Нетерпение Лермонтова представляло ему общественную жизнь в ещё более замедленном темпе, чем это было на самом деле. Перемены рассчитывались ходом истории на двадцать-тридцать лет. Ему оставалось меньше двух.
Мечтая о Марии Щербатовой, он проборматывал про себя стихи, плывя по их звуковому течению:
Наполненность каждой клетки мозга и тела в такие мгновения была сродни быстрому бегу. Бессмертие каждого дня, о котором он всегда мечтал, ощущалось сейчас в нём самом, а не извне. Он слегка удивился этому, потому что обычно связывал понятие действия с чем-то не принадлежащим ему лично, но требующим усилий и завоевания. Может быть, его подстёгивала теперь любовь?
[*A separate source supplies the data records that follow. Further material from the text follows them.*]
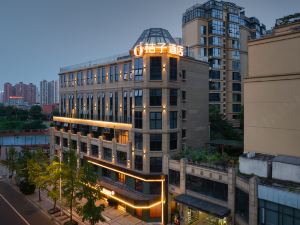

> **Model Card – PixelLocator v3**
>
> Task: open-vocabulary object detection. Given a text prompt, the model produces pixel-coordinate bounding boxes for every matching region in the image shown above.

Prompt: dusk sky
[0,0,300,90]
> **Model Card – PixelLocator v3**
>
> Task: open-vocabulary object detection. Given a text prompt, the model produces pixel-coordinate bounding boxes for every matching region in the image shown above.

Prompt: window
[114,65,119,81]
[170,111,177,129]
[170,89,177,106]
[109,66,115,82]
[232,72,241,81]
[209,48,221,57]
[232,83,241,91]
[150,157,162,173]
[229,13,240,23]
[117,151,127,166]
[232,40,240,49]
[169,57,177,80]
[211,9,223,19]
[134,132,143,150]
[134,89,143,106]
[150,134,162,151]
[170,132,178,150]
[232,61,240,70]
[150,56,161,80]
[209,93,221,102]
[150,89,161,106]
[134,155,143,170]
[209,81,221,91]
[200,37,206,45]
[235,188,249,223]
[200,25,206,35]
[181,91,186,101]
[208,36,222,46]
[228,23,240,38]
[101,67,106,83]
[209,70,220,79]
[134,58,143,80]
[208,20,224,35]
[232,104,241,113]
[169,169,180,187]
[150,112,162,129]
[186,174,228,201]
[232,94,241,102]
[103,147,112,162]
[134,111,143,129]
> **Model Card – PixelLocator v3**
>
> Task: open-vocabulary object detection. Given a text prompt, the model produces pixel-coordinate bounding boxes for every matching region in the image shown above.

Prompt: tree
[27,149,48,201]
[62,149,82,224]
[47,157,62,210]
[76,163,105,225]
[7,147,18,179]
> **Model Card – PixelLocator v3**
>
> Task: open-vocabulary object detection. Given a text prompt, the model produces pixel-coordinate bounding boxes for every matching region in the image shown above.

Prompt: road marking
[0,194,30,225]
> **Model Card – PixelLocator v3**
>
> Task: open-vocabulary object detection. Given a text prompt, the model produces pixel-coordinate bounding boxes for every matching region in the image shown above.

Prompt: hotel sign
[133,43,183,57]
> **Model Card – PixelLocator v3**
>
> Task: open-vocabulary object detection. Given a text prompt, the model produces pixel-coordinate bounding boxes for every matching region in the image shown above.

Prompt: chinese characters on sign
[133,43,183,57]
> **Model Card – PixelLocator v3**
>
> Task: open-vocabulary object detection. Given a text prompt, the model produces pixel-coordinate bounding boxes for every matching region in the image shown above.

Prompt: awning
[175,194,230,219]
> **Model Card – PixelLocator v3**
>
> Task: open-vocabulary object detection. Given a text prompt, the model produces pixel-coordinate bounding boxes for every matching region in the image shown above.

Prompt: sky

Хотя то, что он принимал за любовь, могло оказаться лишь отсветом чужой жизни, подобно тёплому солнечному лучу. Мария Щербатова с бессознательной щедростью рассыпала вокруг воркующий смех. Её сливовый румянец смуглотой и яркостью выделялся из череды бледных петербургских лиц. Попадая в поле её притяжения, Лермонтов явственнее ощущал самого себя. Всё в нём словно наполнялось светом. Он замечал и впитывал множество мелочей, сердце билось шибче. Он думал: «Любовь! Наконец-то!» Но не замечал, что её-то самое, влекущую Машет, рассматривает — пристально до безжалостности — более пристально, чем весь окружающий их хоровод людей и вещей. В то же время внутренняя пульсация не утихала, его радостно покачивало, вскидывало невидимым гребнем. Он продолжал твердить про себя, упиваясь звучанием слов: «Любовь! Наконец-то!» Воображение уже населяло не будущее их, но прошлое — словно оно на самом деле существовало! Он видел до осязаемости ясно угол какой-то комнаты (потом она оказалась балконом под плоским навесом), бренчал дождь, они были соединены молчанием. Щемило чувство нежности к её полуотвёрнутой щеке... Протекали годы, века — всё то же молчание, всё тот же отведённый в сторону взгляд... Тогда он спохватывался, что привычно думает о Вареньке, её видит внутренним оком. И ликующие певучие слова — «Любовь! Наконец-то!» — увядали сами собою.
Он встряхивал головою, зная, что внезапная омертвелость посреди разговора пугает и отвращает от него людей. Стыдясь и боясь этого, он взглядывал с робостью, но и досадливо на беззаботную Марию, и — о чудо! — либо она ничего не заметила, либо ей польстил мрачный отсутствующий взгляд поэта. Она словно прочла в нём что-то иное, чем все. И в нём снова пробудились благодарные колокольцы: «Любовь! Наконец-то!» Он пытался вернуть ощущение той невидимой нити, которая только что связывала их, двух чужих людей среди мирского шума, делала бесспорным невысказанный выбор. Приходилось строго следить за собою, чтобы одно лицо не подменялось другим. Чтобы мечты плыли поверх волны и не осмеливались опускаться в глубину, на то мягкое тёмное дно, где похоронен балкон с навесом и бренчащий дождь.